In this post, I explain a trick for avoiding duplication of types between .ml and .mli files that will be familiar to anyone who's worked with Jane Street codebases.

The problem

OCaml compilation units live a double life: one as source code (foo.ml) and one as header information (foo.mli).

This works well in encouraging abstraction, so you'll often see less type information in the .mli than in the .ml, but any types that are not abstracted are duplicated. This is a big deal for functor-heavy projects, since large module types will end up being duplicated across the two files.

There's a couple of standard mitigations for this:

  • move all of your types into a single file with no corresponding .mli.

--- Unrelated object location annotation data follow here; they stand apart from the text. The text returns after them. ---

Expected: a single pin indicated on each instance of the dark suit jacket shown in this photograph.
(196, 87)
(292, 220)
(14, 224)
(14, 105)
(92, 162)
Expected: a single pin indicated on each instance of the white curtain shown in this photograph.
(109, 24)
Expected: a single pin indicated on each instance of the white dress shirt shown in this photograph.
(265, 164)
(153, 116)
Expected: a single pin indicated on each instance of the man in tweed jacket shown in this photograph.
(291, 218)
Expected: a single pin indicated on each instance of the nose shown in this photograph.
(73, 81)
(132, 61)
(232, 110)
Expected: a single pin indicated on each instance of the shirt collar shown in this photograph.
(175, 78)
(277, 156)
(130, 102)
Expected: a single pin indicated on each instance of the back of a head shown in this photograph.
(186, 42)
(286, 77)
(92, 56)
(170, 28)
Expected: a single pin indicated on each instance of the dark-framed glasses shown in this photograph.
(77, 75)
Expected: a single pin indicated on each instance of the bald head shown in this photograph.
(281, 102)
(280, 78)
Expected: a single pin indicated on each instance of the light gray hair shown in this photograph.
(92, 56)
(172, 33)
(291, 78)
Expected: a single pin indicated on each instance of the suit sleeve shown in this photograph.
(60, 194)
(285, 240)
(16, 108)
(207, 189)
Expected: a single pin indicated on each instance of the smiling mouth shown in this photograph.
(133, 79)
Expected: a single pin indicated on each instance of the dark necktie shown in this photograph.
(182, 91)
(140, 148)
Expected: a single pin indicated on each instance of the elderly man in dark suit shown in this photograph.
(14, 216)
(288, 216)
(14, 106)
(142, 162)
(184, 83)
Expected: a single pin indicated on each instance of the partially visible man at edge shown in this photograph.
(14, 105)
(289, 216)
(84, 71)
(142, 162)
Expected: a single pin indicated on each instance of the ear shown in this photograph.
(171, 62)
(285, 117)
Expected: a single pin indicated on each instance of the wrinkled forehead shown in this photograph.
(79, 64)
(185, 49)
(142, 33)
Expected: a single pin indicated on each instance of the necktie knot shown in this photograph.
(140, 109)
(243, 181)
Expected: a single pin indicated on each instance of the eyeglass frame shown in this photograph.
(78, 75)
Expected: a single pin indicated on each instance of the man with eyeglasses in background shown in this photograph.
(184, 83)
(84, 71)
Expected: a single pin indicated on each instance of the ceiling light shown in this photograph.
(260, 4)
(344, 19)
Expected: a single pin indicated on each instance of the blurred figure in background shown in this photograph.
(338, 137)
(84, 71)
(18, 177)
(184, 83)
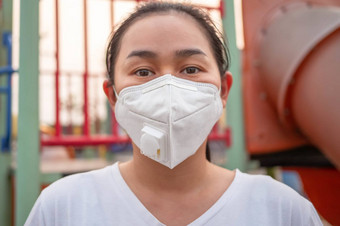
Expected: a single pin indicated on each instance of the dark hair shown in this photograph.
(214, 36)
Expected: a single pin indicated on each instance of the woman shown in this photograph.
(168, 82)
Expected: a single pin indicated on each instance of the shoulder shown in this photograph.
(88, 180)
(273, 197)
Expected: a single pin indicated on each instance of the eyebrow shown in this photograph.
(178, 53)
(142, 54)
(189, 52)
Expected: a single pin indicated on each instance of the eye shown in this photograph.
(144, 72)
(191, 70)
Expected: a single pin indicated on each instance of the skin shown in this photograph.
(150, 48)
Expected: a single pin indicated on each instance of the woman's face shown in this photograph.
(161, 44)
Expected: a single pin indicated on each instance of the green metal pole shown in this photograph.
(27, 172)
(236, 154)
(5, 158)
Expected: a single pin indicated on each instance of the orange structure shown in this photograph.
(291, 91)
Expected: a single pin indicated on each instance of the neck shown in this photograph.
(146, 172)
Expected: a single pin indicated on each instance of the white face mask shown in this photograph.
(169, 118)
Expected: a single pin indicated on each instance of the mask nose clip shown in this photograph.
(153, 143)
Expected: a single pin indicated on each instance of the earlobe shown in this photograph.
(108, 90)
(226, 82)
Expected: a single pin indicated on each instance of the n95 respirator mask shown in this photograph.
(168, 118)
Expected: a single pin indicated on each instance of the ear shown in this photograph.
(226, 82)
(110, 94)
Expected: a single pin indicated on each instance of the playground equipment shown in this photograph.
(7, 90)
(291, 92)
(277, 118)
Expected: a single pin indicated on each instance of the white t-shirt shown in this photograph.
(102, 197)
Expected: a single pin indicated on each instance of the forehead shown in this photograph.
(171, 29)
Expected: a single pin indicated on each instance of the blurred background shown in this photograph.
(282, 118)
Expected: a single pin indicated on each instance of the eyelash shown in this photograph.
(197, 70)
(143, 70)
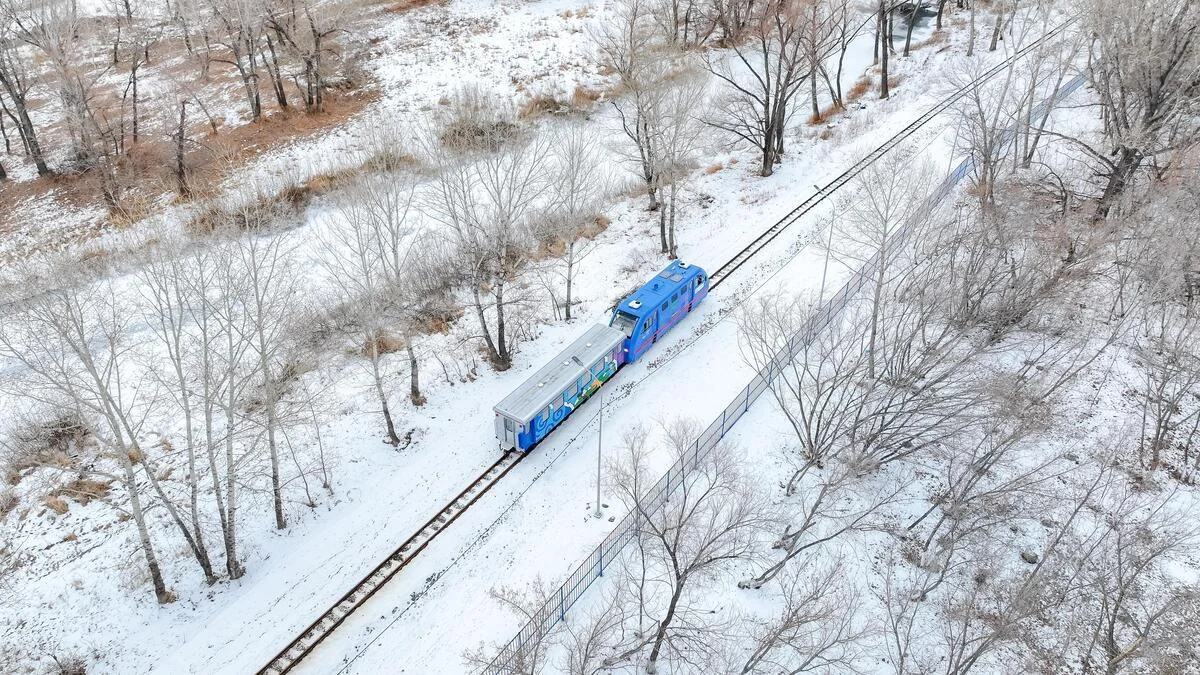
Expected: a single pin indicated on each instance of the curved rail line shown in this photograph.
(303, 645)
(822, 193)
(286, 659)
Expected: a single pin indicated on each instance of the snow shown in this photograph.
(537, 523)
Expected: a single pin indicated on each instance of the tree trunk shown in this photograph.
(492, 354)
(672, 252)
(570, 272)
(377, 375)
(502, 342)
(414, 384)
(160, 587)
(661, 634)
(971, 31)
(273, 70)
(912, 23)
(883, 51)
(1119, 179)
(995, 31)
(181, 185)
(25, 127)
(276, 484)
(813, 93)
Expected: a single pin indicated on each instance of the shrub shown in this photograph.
(9, 501)
(53, 440)
(55, 503)
(477, 121)
(70, 665)
(384, 344)
(83, 490)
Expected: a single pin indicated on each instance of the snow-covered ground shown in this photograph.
(537, 523)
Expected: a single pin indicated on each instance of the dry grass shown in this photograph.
(55, 503)
(829, 111)
(859, 89)
(538, 106)
(384, 344)
(409, 5)
(83, 490)
(583, 97)
(9, 501)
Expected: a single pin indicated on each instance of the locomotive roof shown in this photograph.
(655, 291)
(551, 380)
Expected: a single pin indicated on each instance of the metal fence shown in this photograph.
(514, 657)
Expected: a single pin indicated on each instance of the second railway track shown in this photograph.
(311, 637)
(286, 659)
(822, 193)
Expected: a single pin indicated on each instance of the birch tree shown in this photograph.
(273, 291)
(580, 185)
(489, 208)
(757, 107)
(367, 252)
(17, 79)
(712, 518)
(1143, 65)
(75, 345)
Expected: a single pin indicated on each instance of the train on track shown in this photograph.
(543, 401)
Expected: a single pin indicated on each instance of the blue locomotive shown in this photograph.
(559, 387)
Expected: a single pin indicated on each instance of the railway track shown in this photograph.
(822, 193)
(287, 658)
(311, 637)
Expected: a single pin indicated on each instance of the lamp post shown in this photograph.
(599, 444)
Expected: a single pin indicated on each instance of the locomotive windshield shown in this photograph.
(624, 323)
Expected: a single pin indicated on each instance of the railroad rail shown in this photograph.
(303, 645)
(311, 637)
(822, 193)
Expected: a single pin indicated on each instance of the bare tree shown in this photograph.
(576, 193)
(366, 250)
(17, 79)
(676, 141)
(525, 603)
(629, 46)
(489, 208)
(816, 627)
(759, 106)
(75, 345)
(306, 30)
(591, 640)
(168, 300)
(1128, 608)
(237, 28)
(892, 201)
(273, 291)
(1143, 64)
(712, 519)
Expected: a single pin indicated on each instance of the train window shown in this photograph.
(624, 322)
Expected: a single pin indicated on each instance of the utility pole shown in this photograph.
(599, 444)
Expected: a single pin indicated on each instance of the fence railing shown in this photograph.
(514, 656)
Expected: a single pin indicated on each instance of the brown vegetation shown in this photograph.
(83, 490)
(55, 503)
(402, 6)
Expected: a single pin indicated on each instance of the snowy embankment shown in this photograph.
(535, 523)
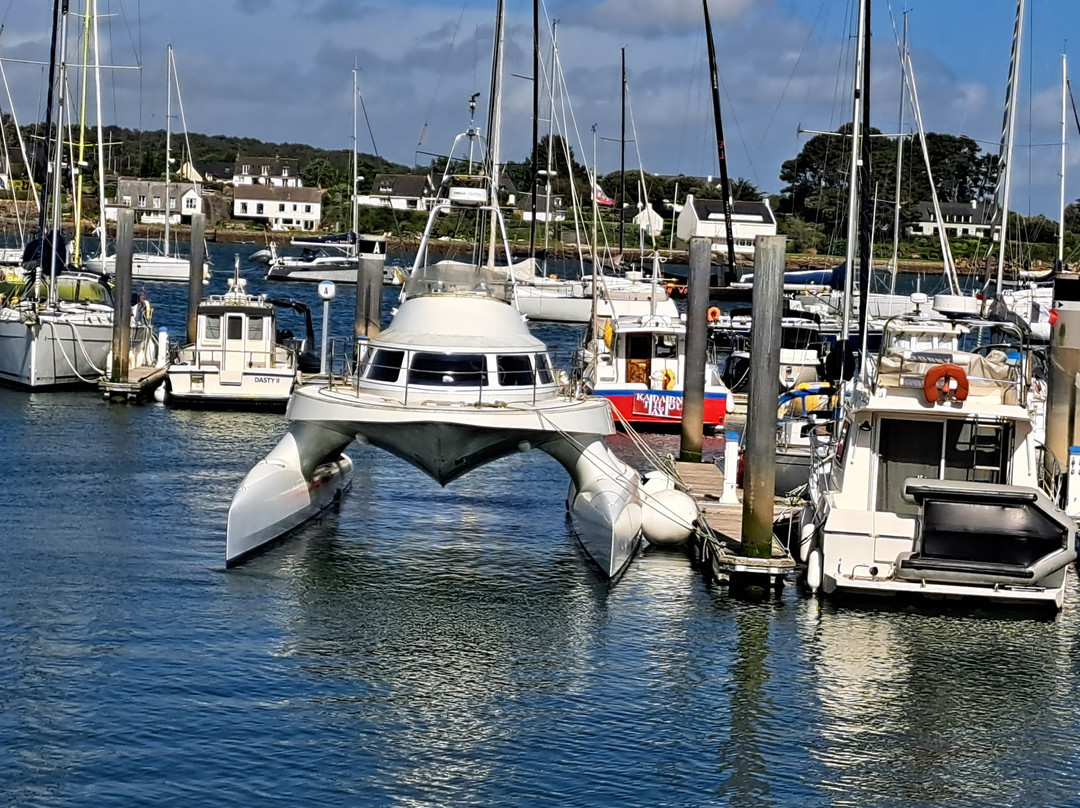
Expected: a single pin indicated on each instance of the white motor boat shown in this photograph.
(455, 381)
(240, 358)
(335, 258)
(930, 486)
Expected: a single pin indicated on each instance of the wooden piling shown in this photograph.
(693, 374)
(760, 443)
(122, 296)
(198, 257)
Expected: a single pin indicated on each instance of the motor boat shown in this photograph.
(240, 357)
(929, 483)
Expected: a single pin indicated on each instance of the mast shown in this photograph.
(1008, 135)
(77, 237)
(622, 157)
(720, 150)
(536, 124)
(169, 134)
(1061, 207)
(853, 178)
(900, 161)
(495, 118)
(865, 202)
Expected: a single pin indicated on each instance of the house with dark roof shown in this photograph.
(959, 219)
(282, 207)
(400, 191)
(150, 199)
(704, 217)
(277, 171)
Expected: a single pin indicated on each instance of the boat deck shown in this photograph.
(720, 542)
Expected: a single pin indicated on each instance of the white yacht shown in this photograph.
(931, 485)
(455, 381)
(240, 358)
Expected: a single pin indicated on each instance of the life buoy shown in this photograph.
(945, 381)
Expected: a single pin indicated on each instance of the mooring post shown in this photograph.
(760, 460)
(198, 257)
(367, 319)
(122, 296)
(693, 374)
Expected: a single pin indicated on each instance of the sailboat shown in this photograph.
(163, 263)
(928, 484)
(56, 323)
(455, 381)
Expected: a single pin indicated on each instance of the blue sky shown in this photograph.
(280, 70)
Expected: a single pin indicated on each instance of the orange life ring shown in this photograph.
(939, 384)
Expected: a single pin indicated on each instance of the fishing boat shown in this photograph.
(635, 358)
(240, 358)
(931, 487)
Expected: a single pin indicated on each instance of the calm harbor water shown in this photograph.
(428, 646)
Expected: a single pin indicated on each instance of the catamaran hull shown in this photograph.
(304, 474)
(54, 351)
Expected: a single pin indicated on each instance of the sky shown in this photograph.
(281, 70)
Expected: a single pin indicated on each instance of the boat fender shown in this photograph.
(813, 570)
(945, 381)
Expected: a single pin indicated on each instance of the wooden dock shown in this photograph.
(719, 535)
(139, 385)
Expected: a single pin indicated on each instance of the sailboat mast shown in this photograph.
(355, 160)
(622, 157)
(77, 237)
(720, 149)
(1061, 207)
(900, 161)
(169, 134)
(866, 206)
(856, 122)
(495, 118)
(1008, 135)
(536, 125)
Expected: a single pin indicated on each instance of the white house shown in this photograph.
(282, 207)
(705, 217)
(277, 171)
(959, 219)
(149, 200)
(400, 192)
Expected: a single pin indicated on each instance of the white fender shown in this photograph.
(813, 570)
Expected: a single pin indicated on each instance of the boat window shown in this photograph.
(543, 369)
(234, 327)
(383, 365)
(666, 346)
(906, 448)
(976, 452)
(514, 369)
(451, 369)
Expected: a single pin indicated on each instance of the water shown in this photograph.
(454, 647)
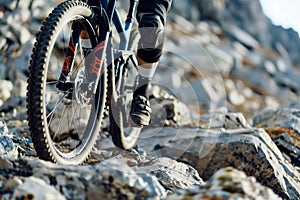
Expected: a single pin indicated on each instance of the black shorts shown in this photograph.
(158, 8)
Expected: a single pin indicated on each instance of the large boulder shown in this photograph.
(249, 150)
(112, 180)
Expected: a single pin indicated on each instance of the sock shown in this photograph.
(145, 77)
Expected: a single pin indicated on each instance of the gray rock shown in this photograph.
(225, 119)
(170, 173)
(227, 183)
(7, 147)
(187, 9)
(167, 109)
(249, 150)
(257, 77)
(3, 128)
(37, 189)
(241, 36)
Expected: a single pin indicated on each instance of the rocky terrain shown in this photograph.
(225, 124)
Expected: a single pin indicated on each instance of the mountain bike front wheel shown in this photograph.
(65, 121)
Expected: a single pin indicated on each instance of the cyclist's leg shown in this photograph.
(151, 15)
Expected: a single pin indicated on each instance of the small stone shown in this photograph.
(34, 188)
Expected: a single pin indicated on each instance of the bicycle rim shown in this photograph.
(124, 133)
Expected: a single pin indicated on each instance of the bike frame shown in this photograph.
(122, 28)
(104, 47)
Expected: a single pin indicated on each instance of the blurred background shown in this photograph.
(218, 53)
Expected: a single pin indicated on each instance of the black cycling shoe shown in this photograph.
(140, 111)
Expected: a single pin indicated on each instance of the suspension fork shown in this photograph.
(63, 83)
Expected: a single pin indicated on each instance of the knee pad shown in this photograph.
(152, 37)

    Each foo.{ml,mli} file can now alias the types and module types from a central s.ml or types.ml file. Unfortunately, all those types are now defined separately from their point-of-use, making your codebase harder to understand and less scalable.

  • minimise the number of module types being defined.

    Since we're paying twice for each module type we define, it's natural to want to define as few of them as possible. For instance, we might avoid defining a MAKER type for our Make functor and just keep the constraints in the .mli file instead. Unfortunately, this hides the constraints from Merlin, so you won't discover any discrepancies until compile time:

(* --- foo.mli -------------------------------------------------------------- *)

module Make (A: Arg.S) : S with type arg = A.t

(* --- foo.ml --------------------------------------------------------------- *)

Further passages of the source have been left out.